For early postoperative rehabilitation exercise (early mobilization), few clinical measures are presently undertaken in China for DFU patients. Furthermore, the DFU wound is located in the foot, and the foot must bear weight when getting out of bed, adversely affecting wound healing, aggravating wound pain, and causing bleeding. This can lead to wound dehiscence and other adverse consequences60. Moreover, the customized price of offloading for the diabetic foot is expensive and cannot be reimbursed by medical insurance61, greatly limiting the demand of patients for decompression treatment of diabetic feet. In our study, we customized a removable knee-high offloading device for participants, enabling early and active rehabilitation after diabetic foot surgery in the ERAS group. The removable knee-high offloading device is the second choice of offloading treatment for promoting ulcer healing recommended by the International Working Group on the Diabetic Foot (IWGDF)62. The first choice is either a total contact cast or nonremovable knee-high walker, the latter of which is always being contraindicated for dressing change or not be tolerated by participant, even it is very effective in the promotion of wound healing63. The removable knee-high offloading device is designed without weight bearing for feet with ulcers, and participants can walk on the ground with it in the early postoperative stage. Postoperative early ambulation can actively promote the recovery of cardiovascular and gastrointestinal functions64. It also psychologically enhances the patient's confidence to return to the self-care accompanying daily life65. The outcomes of this study indicate that wearing a removable knee-high offloading device for diabetic foot after surgery during early mobilization in the ERAS group prevented lower-limb muscle atrophy and lower-limb deep vein thrombosis and had significant benefits for the recovery of the postoperative life ability of patients without affecting wound healing time.

We found that integrating key elements from the ERAS program and adapting them to diabetic foot surgery were beneficial to the surgical treatment of chronic ulcers.

Limitations

Our study suffered from a number of limitations that should be addressed. Firstly, it was only a retrospective, single-center, observational study; thus, its results may display selection bias. Secondly, although we tried to unify the surgical methods, there were individual differences between patients with DFU, and we did not compare the impact of differences in surgical methods on outcomes.

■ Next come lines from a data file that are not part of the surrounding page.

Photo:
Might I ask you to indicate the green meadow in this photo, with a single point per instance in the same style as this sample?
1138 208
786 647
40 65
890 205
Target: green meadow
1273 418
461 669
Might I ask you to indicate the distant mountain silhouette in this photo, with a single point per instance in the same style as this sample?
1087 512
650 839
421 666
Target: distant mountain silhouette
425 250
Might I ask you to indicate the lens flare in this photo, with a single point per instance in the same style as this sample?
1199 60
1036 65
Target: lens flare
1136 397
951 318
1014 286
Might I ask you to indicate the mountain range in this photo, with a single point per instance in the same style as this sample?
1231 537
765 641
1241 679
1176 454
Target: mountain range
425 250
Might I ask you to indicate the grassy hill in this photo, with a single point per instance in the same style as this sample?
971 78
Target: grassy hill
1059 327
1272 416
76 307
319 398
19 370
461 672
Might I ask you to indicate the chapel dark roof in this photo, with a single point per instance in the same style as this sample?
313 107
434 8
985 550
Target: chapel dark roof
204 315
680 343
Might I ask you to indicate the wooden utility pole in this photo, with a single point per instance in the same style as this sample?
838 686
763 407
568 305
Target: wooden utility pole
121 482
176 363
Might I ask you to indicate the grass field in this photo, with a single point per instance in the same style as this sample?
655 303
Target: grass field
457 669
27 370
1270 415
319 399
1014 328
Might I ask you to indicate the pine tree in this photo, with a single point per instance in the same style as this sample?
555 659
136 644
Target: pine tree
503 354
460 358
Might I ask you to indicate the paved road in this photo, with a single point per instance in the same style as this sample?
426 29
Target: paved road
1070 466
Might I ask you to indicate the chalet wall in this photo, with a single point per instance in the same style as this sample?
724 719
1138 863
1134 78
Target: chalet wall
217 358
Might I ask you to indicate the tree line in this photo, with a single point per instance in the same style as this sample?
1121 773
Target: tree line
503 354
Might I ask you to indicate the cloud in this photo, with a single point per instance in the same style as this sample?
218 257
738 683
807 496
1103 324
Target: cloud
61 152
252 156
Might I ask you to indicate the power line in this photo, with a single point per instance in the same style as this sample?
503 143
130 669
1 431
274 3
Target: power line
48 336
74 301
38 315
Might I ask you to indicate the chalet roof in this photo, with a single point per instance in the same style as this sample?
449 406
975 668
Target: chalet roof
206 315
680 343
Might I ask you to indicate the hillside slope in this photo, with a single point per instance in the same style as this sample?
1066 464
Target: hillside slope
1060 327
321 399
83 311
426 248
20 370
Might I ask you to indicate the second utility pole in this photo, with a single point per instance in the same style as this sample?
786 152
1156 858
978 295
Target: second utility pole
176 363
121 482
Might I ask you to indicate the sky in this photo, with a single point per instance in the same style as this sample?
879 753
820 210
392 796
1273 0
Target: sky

Last but not the least, in the future, it will be necessary to design a large-sample prospective randomized controlled trial to fully demonstrate the effectiveness of ERAS in patients with DFU.

Conclusions

According to the results of the comparison between the ERAS and non-ERAS groups, the ERAS protocol could help to improve the medical quality and efficacy by improving the patient satisfaction and activity of daily living scale scores, shortening the LOS, and reducing the hospital cost. Additionally, it reduced perioperative complications and improved clinical outcomes by reducing anxiety symptoms, the incidence of DVT, and the reduction in the circumference of the lower limbs. In brief, the ERAS protocol was feasibly and safely adopted in DFU patients after surgery.